The National Post is Canada’s second largest national paper.
TORONTO – The Canadian mining industry is celebrating Canada’s signing of the Trans-Pacific Partnership (TPP), which brings plenty of positives and no serious negatives.
The deal will gradually eliminate tariffs on Canadian mineral exports in TPP nations, some of which are enormous. At the same time, it does not bring any of the risks to Canada’s mining sector that it does to the dairy or auto sectors. It simply enhances the export opportunities.
“We don’t have some of the issues that other sectors face,” Pierre Gratton, president of the Mining Association of Canada, said in an interview. “For us, it’s really an opportunity to see reduced tariffs and to make us more competitive.”
There are huge variations in mineral import tariffs in TPP countries. On the low end, Australia applies tariffs of up to five per cent on Canadian imports, and Japan applies tariffs up to 7.9 per cent, the mining association said.

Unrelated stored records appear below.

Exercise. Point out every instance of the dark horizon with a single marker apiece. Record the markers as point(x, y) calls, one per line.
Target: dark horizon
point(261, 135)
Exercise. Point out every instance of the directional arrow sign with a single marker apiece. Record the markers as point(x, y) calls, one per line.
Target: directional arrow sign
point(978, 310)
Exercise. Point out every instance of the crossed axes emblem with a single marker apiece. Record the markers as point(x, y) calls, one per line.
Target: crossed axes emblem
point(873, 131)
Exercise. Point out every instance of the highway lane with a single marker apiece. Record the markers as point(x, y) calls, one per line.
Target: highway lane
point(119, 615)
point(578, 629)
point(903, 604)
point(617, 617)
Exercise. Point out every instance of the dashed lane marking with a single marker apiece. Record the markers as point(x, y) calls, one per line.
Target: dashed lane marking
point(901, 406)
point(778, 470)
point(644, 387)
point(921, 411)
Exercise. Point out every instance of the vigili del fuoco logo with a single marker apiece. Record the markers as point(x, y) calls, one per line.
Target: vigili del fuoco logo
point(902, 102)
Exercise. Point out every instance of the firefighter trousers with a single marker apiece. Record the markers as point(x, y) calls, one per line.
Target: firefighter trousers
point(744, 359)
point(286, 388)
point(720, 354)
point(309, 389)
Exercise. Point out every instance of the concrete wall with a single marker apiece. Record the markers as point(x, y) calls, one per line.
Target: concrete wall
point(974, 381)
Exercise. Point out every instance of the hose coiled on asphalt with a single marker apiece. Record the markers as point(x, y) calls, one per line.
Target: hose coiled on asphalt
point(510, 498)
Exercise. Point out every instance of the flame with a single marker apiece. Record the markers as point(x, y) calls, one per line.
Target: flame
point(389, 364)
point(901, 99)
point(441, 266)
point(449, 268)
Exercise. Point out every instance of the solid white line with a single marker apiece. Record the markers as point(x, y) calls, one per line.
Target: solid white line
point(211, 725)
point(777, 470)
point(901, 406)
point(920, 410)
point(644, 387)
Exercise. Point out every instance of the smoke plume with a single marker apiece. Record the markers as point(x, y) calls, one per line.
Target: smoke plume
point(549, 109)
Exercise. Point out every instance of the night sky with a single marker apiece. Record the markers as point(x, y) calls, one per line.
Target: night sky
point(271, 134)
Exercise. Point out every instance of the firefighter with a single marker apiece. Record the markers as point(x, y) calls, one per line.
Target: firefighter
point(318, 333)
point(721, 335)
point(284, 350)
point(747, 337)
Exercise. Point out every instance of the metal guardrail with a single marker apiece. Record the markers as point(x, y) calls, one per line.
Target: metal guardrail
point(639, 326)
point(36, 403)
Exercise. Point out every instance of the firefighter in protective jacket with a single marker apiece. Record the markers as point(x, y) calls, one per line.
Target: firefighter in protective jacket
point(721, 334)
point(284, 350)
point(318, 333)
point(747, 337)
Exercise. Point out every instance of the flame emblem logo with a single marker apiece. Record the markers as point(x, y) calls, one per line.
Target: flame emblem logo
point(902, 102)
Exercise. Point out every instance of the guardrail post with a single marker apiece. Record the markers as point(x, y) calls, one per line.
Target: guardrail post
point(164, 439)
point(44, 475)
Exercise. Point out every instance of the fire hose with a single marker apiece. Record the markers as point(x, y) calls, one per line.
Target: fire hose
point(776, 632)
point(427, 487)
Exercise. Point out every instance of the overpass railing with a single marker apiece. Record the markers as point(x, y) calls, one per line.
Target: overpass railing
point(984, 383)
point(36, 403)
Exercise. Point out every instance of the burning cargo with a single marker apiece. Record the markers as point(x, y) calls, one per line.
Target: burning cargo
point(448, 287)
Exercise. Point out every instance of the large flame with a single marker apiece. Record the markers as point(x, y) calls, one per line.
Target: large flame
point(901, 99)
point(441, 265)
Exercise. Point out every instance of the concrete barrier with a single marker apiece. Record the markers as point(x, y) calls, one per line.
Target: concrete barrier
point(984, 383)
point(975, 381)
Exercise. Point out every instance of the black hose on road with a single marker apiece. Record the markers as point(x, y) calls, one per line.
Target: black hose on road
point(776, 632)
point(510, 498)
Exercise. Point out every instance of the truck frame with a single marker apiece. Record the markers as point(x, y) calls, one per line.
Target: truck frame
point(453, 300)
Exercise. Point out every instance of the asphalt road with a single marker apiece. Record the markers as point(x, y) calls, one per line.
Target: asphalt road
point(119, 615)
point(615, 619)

On the high end, Vietnam’s tariffs are as high as 40 per cent, and Malaysia’s go up to 50 per cent.
The TPP countries are already major consumers of Canadian minerals, and that should increase if Canada remains in the partnership. Over the past three years, Canada has exported an average of almost $160 billion of minerals a year to these countries. That is roughly half of its total mineral exports.